The Georgia Tech Miniature Underwater Robot (GT-MUR) is a small, low-cost robot designed to support research for underwater robotics. The GT-MUR has a versatile and modular design. It is capable of communicating through several modes, including Wi-Fi, radio frequency (RF), acoustic, and infrared radiation (IR). The platform has an inertial measurement unit (IMU), depth sensor, two vertical and two horizontal motors and propellers, and a forward-facing monocular or stereo camera. Our lab has a pending patent for the GT-MUR:
Q. Tao, J. Cha, X. Chen, S. Maxon, C. Qin, L. Seguin, H. Xie, J. Y. Zheng, F. Zhang, “Miniature Underwater Robot for Research and Education,” Provisional patent (62/669,571) filed on May 10, 2018.
The GT-MUR was one of the first robots I have ever worked on. During my first semester in the lab, I created a prototype for the motor control module, which involved programming mbed microcontrollers to communicate with motor electronic speed controls (ESC), along with laser cutting the GT-MUR’s acrylic housing and rubber pads.

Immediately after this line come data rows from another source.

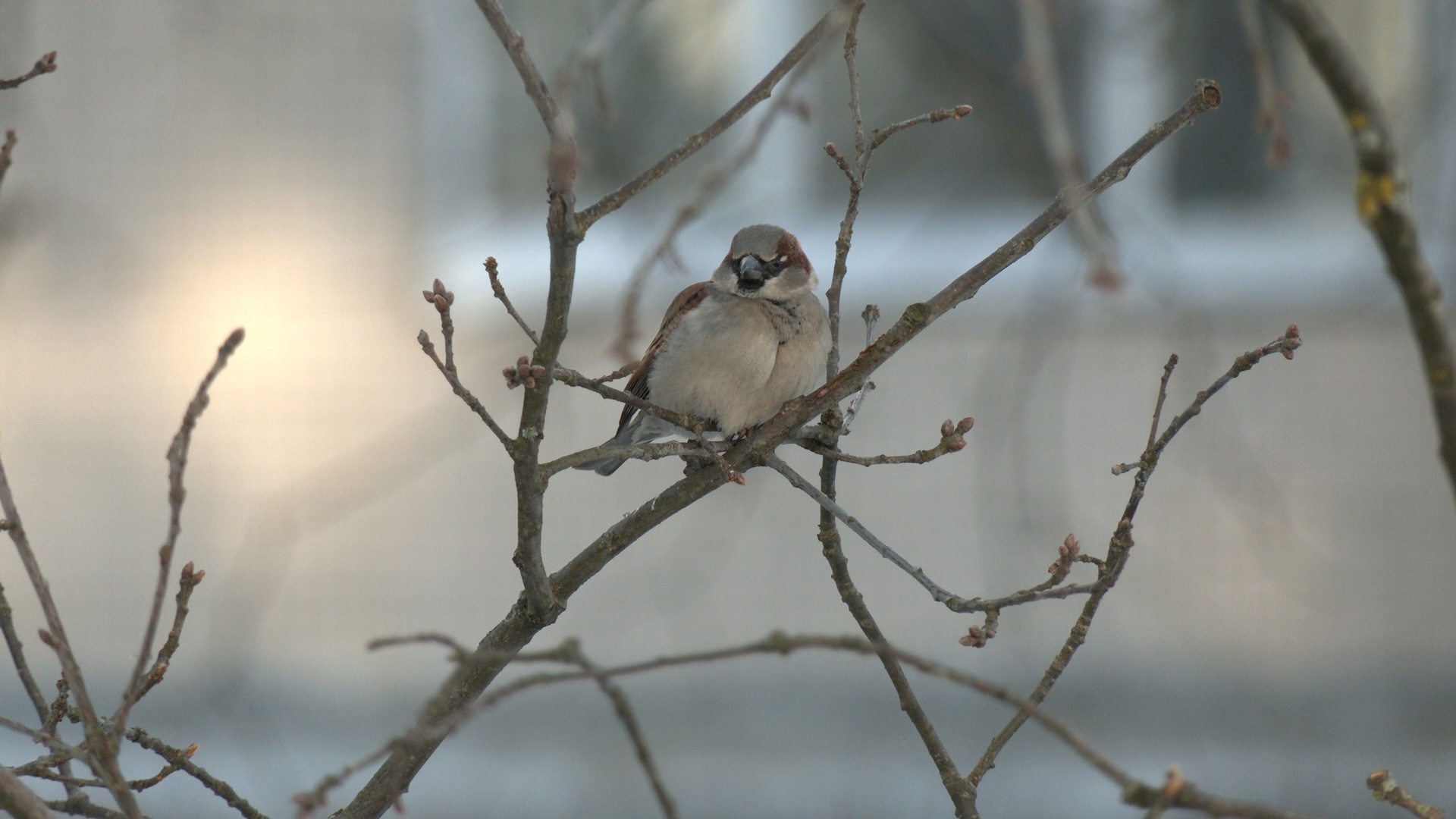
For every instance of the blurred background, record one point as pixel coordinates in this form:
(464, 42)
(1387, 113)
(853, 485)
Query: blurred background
(305, 169)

An early prototype of the GT-MUR’s motor control capability.
Another project that I worked on with the GT-MUR was implementing a deep learning approach to detecting holes in fishnets underwater. This has applications to fish farm monitoring, as a hole in a fish enclosure can result in large monetary losses for the fish farming company, and could also lead to disastrous environmental consequences. Additionally, employing a diver to constantly check the health of these large fish farms can be expensive. The GT-MUR would be a low-cost solution to autonomously monitoring the status of the fish farm.
This was the first deep learning project that I was able to lead for creating a proof of concept to tackle a real world problem. To implement a deep neural network on the GT-MUR, which has low compute power, we used the Movidius neural compute stick, which is small enough to fit onboard the GT-MUR. I also had to build a test rig for capturing data of a fishnet inside a pool, and organize labeling efforts among students in the lab. We found that a deep convolutional neural network (CNN) is very capable of detecting holes in fishnets, likely because nets have very consistent patterns, and any significant deviation from this pattern could potentially be a hole.
Example of a CNN detecting a hole in a fishnet underwater.